Pazarlama ve Kanallar/Dağıtım: Teknolojinin gelişmesi ile birlikte müşteriye ulaşım kanalları ve temas noktaları da çoğaldı. Bir markette veya bir sosyal ağ platformu üzerinden müşteriye robot danışmanlar ile hizmet verip, sigorta ihtiyacının anında ve hızlı bir şekilde giderilmesi ve ilgili pazarlama aktivitelerinin yapılması örneğini verebiliriz. Telematik cihazı olan bir araçta, sigortalının belirttiği rota dışına çıkması halinde bulunduğu bölgenin kapsanması için otomatik uyarı gönderilmesi ve ürün satışının yapılması da önümüzdeki dönemde görebileceğimiz senaryolardan sadece birisi olacaktır.
Teknik Değerlendirme: Analitik yetkinlikleri en üst düzeyde kullanan bu şirketler, teknik değerlendirme ve fiyatlama süreçleri kapsamında yenilikler ve rekabetçi çözümler sunuyor. Bunlara örnek olarak, sensör bazlı izleme araçlarını kullanan bireylere veya iş yerlerine indirimli ev/iş yeri sigortası, telematik yüklü araçları olan bir filo şirketine veya aracında telematik olan bir bireye indirimli veya kullanım bazlı fiyatlama ve teknik değerlendirme yapılması verilebilir.

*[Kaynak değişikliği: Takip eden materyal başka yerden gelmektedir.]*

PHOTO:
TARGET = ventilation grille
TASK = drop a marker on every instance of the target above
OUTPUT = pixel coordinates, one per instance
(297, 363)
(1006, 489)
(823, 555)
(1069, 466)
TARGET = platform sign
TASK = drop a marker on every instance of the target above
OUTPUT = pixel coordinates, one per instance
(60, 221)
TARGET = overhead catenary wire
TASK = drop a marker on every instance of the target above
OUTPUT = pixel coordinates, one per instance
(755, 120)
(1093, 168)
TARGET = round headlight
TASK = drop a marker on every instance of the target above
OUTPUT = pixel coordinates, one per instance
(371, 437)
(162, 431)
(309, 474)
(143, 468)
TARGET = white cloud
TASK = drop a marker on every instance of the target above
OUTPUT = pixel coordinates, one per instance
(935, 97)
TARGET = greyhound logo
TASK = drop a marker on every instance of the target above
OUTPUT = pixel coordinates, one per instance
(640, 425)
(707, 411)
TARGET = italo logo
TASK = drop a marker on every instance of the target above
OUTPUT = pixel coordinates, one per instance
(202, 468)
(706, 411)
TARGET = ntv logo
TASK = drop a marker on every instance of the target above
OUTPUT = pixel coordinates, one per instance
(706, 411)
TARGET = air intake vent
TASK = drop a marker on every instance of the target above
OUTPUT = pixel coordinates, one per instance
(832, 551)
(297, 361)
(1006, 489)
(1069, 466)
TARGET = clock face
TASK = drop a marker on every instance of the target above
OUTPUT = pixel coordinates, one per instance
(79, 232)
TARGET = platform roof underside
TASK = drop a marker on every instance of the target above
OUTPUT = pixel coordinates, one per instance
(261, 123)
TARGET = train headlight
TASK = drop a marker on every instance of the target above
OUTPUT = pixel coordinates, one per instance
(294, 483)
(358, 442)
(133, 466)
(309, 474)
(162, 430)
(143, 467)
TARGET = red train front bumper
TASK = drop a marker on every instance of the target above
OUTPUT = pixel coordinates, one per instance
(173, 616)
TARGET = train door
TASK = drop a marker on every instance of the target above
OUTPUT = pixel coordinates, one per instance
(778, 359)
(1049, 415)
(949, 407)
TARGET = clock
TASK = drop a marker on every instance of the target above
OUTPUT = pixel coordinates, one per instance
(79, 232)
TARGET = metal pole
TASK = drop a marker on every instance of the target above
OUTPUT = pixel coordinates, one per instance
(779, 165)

Poliçe Yönetimi: Teknoloji gelişimi ile birlikte poliçe oluşturma/yönetimi ve servis işlemleri kolaylaşıyor ve hızlanıyor. Bunlara temel örnek olarak; müşterilerin çevrimiçi ve mobil kanallar üzerinden bir acente veya kişi ile iletişime geçmeden istediği şartlar ile poliçe oluşturmasını verebiliriz. Şirketler için ise bu self-servis hizmet sunması anlamına gelmekte olup oldukça önemli bir maliyet indirimi sağlıyor.
Hasar Yönetimi ve Destek Hizmetler: Değer zincirinde müşteri odaklılığının en çok görüldüğü alan hasar yönetimi alanıdır. Analitik, büyük veri ve telematik gibi araçlarla alanda oldukça önemli gelişmeler görülüyor. Başlıca örnekler; telematik yüklü olan bir aracın kaza yaptığı andan itibaren, kazanın şiddeti, aracın hasar durumu gibi veriler sigortacıya aktarılır, hasar süreci başlatılmış olur. Buna benzer bir süreç olarak sensörler ile desteklenen ev ve iş yerleri için de kullanılabilir. Hasar sürecinin sigortalı tarafından daha şeffaf, hızlı ve bilgilendirici bir akışı içerisinde oluşturulması kapsamında tüm süreç mobil kanallar üzerine taşınabiliyor. Bu şekilde self servis kavramında sigortalıların her an bilgilendirilmesi sağlanıyor.
GİRİŞİMLER ŞİRKETLERİ ZORLAYACAK
“Sigorta sektörü hala gelişmekte gibi görünse de, ilerleyen teknoloji ile birlikte girişim sayısı ve çözümlerinin gücü her geçen gün artıyor. Yakın bir gelecekte bankacılık ve telekom sektörlerinde gördüğümüz gibi InsurTech alanında faaliyet gösteren girişimlerin büyük sigorta şirketlerini oldukça zorlayacağını öngörüyoruz. Bu alanda trend ve gelişmelerin dikkatli izlenmesine ve aksiyonların doğru zamanda alınması, büyük sigorta şirketleri için önem arz edecektir.”